Ungo, head of the Democratic Revolutionary Front, the civilian wing of El Salvador's guerrilla forces, also said U.S. diplomats should assume a "higher profile" and state support for President Jose Napoleon Duarte's commitment to a dialogue with the guerrillas. The rebel side frequently tried in the past to engage Washington, rather than San Salvador, in talks.

Direct contacts between U.S. and Salvadoran rebel negotiators could be arranged as a process parallel to the left's talks with the Salvadoran government, Ungo suggested.

"We consider the United States to be a party to the El Salvadoran conflict," said Hector Oqueli, a rebel spokesman with Ungo at a press conference here.

The U.S. special ambassador for Central America, Harry Shlaudeman, has not responded to rebel requests that he meet with Salvadoran opposition representatives, possibly "in a separate arena or at a different table," Ungo said. Shlaudeman has held occasional talks with the Sandinista government of Nicaragua.

Business groups and others "of the right" are pressuring Duarte to suspend the talks, Ungo said, adding that "there are sectors within the Army who favor the dialogue, but who are now on the defensive."

A partial Christmas season truce discussed at the last talks will not be respected by guerrillas if they are attacked and obligated to undertake "defensive actions," Ungo said.
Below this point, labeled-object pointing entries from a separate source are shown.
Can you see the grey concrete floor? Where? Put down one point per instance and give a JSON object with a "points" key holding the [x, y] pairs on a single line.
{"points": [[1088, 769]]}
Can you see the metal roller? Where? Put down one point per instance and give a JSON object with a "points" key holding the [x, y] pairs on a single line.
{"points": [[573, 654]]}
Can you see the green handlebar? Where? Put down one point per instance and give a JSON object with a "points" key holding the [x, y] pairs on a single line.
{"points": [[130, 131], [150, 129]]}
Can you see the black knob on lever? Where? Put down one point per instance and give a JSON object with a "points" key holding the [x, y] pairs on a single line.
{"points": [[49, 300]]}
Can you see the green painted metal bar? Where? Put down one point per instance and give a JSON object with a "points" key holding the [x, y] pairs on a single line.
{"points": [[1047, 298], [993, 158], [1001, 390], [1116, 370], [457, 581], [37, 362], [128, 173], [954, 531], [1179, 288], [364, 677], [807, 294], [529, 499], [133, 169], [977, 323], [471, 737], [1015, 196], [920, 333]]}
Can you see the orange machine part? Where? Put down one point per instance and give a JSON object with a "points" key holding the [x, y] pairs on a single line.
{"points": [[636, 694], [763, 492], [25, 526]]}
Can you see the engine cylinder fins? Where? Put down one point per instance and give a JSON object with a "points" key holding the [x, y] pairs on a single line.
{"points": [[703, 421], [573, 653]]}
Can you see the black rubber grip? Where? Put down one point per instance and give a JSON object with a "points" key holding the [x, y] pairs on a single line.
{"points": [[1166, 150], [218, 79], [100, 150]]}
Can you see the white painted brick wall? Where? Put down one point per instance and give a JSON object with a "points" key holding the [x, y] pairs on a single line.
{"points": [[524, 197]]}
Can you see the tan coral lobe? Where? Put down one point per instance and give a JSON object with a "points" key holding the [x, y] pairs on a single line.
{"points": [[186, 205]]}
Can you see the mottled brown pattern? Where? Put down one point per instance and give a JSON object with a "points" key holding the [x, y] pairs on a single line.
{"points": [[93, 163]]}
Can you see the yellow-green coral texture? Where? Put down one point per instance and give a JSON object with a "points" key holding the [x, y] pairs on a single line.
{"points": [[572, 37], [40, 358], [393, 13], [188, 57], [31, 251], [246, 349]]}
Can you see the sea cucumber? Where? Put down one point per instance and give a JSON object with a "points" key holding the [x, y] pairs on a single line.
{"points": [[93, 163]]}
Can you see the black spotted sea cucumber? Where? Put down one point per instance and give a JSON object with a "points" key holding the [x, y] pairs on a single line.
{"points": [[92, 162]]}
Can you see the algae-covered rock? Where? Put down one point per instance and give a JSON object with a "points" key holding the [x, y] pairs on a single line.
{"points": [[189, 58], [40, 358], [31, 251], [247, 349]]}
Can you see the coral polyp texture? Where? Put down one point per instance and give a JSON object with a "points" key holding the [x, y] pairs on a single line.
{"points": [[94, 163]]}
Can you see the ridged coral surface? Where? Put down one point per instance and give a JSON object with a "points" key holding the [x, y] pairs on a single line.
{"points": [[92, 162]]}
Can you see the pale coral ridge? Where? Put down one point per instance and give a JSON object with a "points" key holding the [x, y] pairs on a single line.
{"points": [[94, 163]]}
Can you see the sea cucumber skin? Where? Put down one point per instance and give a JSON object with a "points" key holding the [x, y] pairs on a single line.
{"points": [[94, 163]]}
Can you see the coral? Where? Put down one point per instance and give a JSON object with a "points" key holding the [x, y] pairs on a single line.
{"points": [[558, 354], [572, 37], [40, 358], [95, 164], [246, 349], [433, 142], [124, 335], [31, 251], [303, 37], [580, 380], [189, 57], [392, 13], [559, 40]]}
Rebel leaders offered a holiday cease-fire after rejecting "unacceptable" government conditions for a formal Christmas truce, he said.

Government negotiators demanded that the guerrillas cease all supply operations and suspend propaganda broadcasts, the rebel spokesman said.

Washington Post correspondent Robert J. McCartney added from San Salvador:

U.S. Ambassador to El Salvador Thomas Pickering predicted that the government would respect the informal holiday halts in hostilities as outlined by the guerrillas.

Pickering also said the United States supports Duarte "without reservations" in the dialogue with the rebels.